Building on my ATOM crawler (http://www.searchdaimon.com/forum/viewthread/421/—which works well, for the general case), I am thinking it would be beneficial to have a more general purpose and more powerful crawl format. Essentially, this would be a way to create a custom crawler without having to write and debug perl within a tiny window inside the searchdaimon UI.
The ability to paginate. The ATOM crawler is funny, it sits and says “Crawling..” for a very long time showing 0 documents, and then suddenly it finishes and there are a few thousand documents. It’s not so funny when you want to crawl a REALLY big dataset, especially a really big remote dataset that you can’t query all in one “page”, even if you wanted to. It would be nice if there was a way to tell the crawler to grab another page.
It should have the ability to add custom attributes (note: I am unable to find documentation on how to do this, beyond this blog post that says it can be done: http://www.searchdaimon.com/blog/new_attributes_meta_information_function/).
Here’s an example of the XML I am thinking of:
<?xml version="1.0" encoding="utf-8"?>
<results>
<document>
<content>The search content here</content>
<title>Results title</title>
<url>http://mysite.com/show?docid=253</url>
<type>html</type>
<attributes>
<myCustomAttribute>Some value</myCustomAttribute>
</attributes>
</document>
<include href="/customXmlFeed?page=2" />
</results>
Of course, it should be possible to return multiple <document> and/or multiple <include> items in any result. Having <include> effectively makes this a hybrid between my ATOM crawler and the regular Intranet crawler.
It should also be possible to pass the most recent modified_date of all documents in the collection (or the last successful crawl time, but I think modified_date is more fail-safe). This would be useful so that only documents modified since that date can be returned. In my case, one of the things I’m looking at indexing is source code commit history. I have 19,000 revisions, and of course they NEVER change once they’re committed, so loading, returning and indexing old revisions is a waste of energy.
I am not sure if this is the best way to implement, but for example, I should be able to set the crawl url as “http://mysite.com/commit-history.php?last={max_modified_date}” and searchdaimon will replace {max_modified_date} with the actual timestamp.
——
Now, I know the first couple parts can be done just by writing the appropriate connector (except for attributes/metadata—I am not sure how to add those).
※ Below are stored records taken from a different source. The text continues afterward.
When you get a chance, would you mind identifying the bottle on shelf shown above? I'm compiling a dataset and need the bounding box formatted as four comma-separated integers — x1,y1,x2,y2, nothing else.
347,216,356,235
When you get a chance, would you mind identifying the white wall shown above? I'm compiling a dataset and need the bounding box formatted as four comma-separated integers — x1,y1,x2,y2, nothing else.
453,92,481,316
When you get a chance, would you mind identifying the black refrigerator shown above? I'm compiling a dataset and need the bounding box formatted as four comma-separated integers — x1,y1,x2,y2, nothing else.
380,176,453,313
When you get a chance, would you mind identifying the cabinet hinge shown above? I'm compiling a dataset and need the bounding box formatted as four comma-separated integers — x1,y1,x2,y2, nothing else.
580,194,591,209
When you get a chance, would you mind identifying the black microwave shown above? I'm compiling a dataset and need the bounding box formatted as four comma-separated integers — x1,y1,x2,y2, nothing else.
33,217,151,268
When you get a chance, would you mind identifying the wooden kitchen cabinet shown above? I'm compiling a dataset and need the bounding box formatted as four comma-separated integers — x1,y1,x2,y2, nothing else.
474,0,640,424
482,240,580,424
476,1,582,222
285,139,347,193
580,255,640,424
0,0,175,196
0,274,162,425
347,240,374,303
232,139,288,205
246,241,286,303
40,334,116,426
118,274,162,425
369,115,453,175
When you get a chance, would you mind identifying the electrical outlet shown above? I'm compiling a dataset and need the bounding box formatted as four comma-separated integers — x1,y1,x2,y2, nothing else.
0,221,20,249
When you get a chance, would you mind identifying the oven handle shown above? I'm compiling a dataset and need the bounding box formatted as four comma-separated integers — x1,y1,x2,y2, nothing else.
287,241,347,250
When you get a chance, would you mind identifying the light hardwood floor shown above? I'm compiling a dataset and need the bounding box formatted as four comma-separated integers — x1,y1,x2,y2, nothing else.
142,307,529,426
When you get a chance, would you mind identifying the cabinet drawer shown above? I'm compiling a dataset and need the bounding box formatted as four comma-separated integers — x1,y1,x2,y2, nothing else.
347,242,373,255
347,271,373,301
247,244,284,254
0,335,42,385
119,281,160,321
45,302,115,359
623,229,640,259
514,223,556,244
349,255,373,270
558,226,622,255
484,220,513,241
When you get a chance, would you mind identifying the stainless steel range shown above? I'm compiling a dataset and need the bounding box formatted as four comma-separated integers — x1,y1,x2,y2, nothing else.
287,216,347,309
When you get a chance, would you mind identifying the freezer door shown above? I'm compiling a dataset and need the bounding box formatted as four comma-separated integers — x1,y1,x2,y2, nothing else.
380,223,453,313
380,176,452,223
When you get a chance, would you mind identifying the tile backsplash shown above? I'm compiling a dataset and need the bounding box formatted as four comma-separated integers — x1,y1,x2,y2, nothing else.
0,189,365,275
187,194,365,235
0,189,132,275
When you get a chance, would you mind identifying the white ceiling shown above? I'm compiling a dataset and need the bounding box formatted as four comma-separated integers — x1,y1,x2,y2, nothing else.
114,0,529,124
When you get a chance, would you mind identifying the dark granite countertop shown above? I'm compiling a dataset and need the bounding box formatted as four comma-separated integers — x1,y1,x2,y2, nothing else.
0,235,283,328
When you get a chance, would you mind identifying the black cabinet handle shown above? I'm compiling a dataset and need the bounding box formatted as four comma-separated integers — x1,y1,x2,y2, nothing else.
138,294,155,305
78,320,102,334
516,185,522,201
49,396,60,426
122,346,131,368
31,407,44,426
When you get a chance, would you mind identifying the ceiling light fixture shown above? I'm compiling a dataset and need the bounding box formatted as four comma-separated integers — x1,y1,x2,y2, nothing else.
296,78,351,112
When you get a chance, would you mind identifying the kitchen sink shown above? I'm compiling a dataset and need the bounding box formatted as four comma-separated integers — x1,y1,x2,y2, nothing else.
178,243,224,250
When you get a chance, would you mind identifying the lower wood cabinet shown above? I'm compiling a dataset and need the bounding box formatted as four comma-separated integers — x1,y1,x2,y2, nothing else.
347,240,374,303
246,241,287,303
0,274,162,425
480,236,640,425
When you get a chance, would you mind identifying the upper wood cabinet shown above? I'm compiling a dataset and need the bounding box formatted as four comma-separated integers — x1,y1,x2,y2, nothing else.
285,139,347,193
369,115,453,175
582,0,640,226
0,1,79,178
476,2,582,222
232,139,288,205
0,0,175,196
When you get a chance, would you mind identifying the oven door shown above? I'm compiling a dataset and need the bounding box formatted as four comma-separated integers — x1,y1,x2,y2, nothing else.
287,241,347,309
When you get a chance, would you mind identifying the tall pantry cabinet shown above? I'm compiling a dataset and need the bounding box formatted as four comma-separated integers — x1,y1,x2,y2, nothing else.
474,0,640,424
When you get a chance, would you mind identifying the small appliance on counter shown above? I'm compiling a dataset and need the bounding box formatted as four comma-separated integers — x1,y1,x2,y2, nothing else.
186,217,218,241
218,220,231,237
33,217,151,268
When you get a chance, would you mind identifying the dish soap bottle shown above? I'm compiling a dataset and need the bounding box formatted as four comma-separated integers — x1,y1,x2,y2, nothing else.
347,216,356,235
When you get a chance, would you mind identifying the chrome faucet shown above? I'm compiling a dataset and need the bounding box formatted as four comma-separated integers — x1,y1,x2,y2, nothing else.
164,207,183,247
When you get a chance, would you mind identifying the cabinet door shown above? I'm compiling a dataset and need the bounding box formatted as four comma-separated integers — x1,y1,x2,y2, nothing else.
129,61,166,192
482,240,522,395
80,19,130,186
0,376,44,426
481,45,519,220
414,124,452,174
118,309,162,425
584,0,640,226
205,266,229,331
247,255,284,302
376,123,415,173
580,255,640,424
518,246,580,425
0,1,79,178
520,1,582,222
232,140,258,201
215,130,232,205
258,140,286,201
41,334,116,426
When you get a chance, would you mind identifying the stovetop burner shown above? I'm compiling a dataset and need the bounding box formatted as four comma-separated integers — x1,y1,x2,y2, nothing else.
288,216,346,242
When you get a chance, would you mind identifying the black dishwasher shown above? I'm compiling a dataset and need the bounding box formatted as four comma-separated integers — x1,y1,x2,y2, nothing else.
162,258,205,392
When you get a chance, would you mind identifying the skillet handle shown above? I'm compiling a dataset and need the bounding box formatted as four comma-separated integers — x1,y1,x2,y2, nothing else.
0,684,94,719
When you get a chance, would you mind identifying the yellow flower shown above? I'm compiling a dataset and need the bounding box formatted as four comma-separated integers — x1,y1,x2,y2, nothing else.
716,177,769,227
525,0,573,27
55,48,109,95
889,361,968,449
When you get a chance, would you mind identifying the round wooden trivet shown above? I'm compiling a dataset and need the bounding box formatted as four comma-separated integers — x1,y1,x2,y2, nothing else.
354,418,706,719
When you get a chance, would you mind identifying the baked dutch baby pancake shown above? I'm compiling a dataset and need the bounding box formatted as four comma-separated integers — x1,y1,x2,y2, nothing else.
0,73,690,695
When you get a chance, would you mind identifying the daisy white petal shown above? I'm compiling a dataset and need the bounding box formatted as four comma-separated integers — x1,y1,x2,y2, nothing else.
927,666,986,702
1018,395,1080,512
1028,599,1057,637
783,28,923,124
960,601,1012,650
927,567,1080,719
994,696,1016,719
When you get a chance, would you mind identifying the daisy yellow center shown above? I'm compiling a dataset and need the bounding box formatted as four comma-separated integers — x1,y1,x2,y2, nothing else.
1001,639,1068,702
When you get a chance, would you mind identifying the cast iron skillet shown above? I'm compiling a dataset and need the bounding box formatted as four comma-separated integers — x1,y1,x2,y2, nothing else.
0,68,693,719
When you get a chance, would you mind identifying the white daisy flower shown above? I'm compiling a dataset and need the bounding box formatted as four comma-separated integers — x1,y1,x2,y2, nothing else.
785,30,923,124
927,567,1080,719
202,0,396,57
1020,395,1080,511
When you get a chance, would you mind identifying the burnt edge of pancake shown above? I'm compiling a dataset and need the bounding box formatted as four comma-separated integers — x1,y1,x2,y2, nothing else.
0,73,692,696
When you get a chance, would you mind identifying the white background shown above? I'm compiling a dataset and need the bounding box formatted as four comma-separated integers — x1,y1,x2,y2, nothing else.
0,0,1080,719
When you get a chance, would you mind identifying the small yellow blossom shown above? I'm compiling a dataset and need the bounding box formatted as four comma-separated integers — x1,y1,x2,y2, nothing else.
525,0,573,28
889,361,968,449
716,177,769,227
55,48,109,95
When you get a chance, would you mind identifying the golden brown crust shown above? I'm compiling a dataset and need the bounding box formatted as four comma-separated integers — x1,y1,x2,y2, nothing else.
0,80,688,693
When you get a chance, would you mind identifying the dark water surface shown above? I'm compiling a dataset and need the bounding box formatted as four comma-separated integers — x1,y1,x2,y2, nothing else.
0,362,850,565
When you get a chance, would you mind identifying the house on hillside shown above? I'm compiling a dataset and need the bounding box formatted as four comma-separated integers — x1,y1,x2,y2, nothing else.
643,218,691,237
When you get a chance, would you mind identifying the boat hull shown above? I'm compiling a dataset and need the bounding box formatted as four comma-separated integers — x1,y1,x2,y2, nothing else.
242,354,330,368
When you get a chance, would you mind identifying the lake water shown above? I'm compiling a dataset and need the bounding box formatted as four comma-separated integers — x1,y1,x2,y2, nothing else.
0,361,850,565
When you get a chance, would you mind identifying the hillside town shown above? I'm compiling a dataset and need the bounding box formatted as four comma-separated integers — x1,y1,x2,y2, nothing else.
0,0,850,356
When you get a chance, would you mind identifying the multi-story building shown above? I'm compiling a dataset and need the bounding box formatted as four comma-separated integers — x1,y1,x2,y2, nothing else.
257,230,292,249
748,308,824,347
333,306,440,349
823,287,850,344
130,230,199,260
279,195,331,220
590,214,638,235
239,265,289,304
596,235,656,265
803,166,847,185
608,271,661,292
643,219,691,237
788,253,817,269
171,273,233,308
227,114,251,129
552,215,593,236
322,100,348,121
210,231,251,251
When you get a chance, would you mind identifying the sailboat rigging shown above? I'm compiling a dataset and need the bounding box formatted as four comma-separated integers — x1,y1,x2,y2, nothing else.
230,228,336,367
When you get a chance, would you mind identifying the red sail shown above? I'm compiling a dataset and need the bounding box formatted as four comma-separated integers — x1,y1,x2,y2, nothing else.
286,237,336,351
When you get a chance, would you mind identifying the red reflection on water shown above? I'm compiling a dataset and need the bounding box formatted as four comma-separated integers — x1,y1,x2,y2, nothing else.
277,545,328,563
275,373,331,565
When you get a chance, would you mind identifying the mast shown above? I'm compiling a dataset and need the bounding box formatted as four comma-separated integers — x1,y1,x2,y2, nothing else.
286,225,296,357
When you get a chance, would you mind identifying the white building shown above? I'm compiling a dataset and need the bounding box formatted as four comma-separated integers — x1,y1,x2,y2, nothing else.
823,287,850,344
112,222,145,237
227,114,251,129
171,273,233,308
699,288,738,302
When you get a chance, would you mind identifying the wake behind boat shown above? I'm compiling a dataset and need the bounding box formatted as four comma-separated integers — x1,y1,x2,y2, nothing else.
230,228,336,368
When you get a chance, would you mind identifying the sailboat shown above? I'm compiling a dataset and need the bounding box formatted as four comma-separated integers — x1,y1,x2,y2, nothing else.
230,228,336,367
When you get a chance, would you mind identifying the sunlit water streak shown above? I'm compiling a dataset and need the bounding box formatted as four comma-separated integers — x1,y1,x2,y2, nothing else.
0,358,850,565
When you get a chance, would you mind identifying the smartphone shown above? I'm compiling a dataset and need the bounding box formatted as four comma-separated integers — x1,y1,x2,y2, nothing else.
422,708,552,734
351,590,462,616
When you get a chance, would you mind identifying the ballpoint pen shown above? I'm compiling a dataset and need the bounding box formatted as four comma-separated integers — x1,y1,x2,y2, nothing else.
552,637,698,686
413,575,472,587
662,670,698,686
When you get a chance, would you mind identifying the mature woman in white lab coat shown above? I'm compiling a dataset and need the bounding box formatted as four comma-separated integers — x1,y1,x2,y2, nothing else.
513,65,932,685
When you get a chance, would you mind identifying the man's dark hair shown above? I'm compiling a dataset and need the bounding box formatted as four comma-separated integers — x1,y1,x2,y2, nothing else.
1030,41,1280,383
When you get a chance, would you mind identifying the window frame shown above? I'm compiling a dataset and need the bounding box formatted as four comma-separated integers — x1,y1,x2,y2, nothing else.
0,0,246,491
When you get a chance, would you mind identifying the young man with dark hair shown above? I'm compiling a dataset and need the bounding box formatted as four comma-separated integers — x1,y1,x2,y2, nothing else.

I do not know about passing the modified date—I am not sure how to get the information needed, or if it’s even available to the connector code.
——
I think this would be a great feature to include by default. It makes writing custom connectors easier (which is a good thing), and it adds some abilities that are not possible:
* Writing connectors in Perl is quite limiting. In my case, aside from hating writing in Perl, I need a subversion client API. It is very hard to install this on the searchdaimon VM, and frankly, I’d rather interact with the VM just using the web API as is recommended in the documentation.
* Connectors are extremely useful for custom applications. My bug tracker is web-based, but if I index the web pages I get tons of duplicate entries (included various views of list pages sorted in different orders) as well as bad results (searching for the phrase “help link” is utterly useless since both of those words appear as part of the tracking application itself, and thus are on EVERY page).
* It’s not always possible to get at the raw data remotely, by default. If I have to write something new to expose the data to searchdaimon, I might as well have it return data in a way searchdaimon can read (rather than having to write a custom connector in addition to whatever I had to write to expose the data).
I am enjoying searchdaimon so far, and I think this sort of ability will help increase the exposure and hopefully community-contributed connectors (even if they’re only the “remote” part). I currently have a JIRA to ATOM converter, and a subversion to ATOM converter (though it doesn’t work very well because it times out trying to work in one go, hence my pagination request), both of which written in PHP simply because it was very fast for me to write and they’re easy to run on the system that hosts them.
I will probably work on this anyways, just for myself, but since I am bad at (and dislike writing) Perl, I could definitely use some help writing the searchdaimon side of this.